“What is happening to Vartan Oskanian now is also the result of the fact that for many years he served government structures carrying out such actions,” Andranik Kocharian, a prominent opposition figure, tells “168 Zham.” Those actions, he says, include the March 2008 crackdown on post-election opposition protests in Yerevan. “Today it doesn’t matter to me if those actions [against Oskanian] are being taken illegally or legally,” he says. “I very much want Vartan Oskanian, who is responsible for the current state of those structures, to go and fight for justice in Armenia’s existing judicial conditions.”
Interviewed by “Yerkir,” Rustam Gasparian, a parliament deputy from the Prosperous Armenia Party (BHK), says the timing of the criminal proceedings against Oskanian is “strange.” “It is also strange that the criminal case was opened on May 25, the day after the BHK announced that it will not form a new coalition with the Republicans,” he says.
Speaking to “Hayots Ashkhar,” Vartan Bostanjian, a former BHK parliamentarian, praises Gagik Tsarukian’s party for supporting the new parliament leadership nominated by the ruling Republican Party of Armenia (HHK). “That fully fits into the constructive stance adopted by the party,” he says.

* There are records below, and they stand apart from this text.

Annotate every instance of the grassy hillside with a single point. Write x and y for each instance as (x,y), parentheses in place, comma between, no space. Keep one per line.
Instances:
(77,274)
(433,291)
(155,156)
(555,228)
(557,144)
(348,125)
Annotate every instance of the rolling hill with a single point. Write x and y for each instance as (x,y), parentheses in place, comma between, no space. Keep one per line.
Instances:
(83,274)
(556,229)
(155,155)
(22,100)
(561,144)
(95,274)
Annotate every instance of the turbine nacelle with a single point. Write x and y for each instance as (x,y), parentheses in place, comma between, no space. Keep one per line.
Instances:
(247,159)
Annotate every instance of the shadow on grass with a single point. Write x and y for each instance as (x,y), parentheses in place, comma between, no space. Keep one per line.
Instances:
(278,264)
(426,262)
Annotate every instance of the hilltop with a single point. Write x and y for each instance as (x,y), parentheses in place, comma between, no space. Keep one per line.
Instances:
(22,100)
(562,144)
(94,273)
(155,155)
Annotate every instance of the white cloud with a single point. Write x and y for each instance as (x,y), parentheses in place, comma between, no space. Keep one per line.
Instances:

“Aravot” quotes Ara Zohrabian, deputy chairman of the Armenian Chamber of Advocates, as criticizing the Court of Cassation for allegedly failing to substantiate its frequent decisions not to even consider overturning lower court rulings. But as Vartan Harutiunian, a human rights activist, tells the paper, this is not the fundamental problem of the country’s judicial system. He says Armenian courts of all instances remain tightly controlled by the presidential administration.
“Today [Armenian] nationalism is practiced by people who have no idea about it,” Arkmenik Nikoghosian, a literary critic, tells “Zhamanak.” “Today ideologies have become tools for bragging in the hands of certain people,” he says. “Some people use them to accuse others.”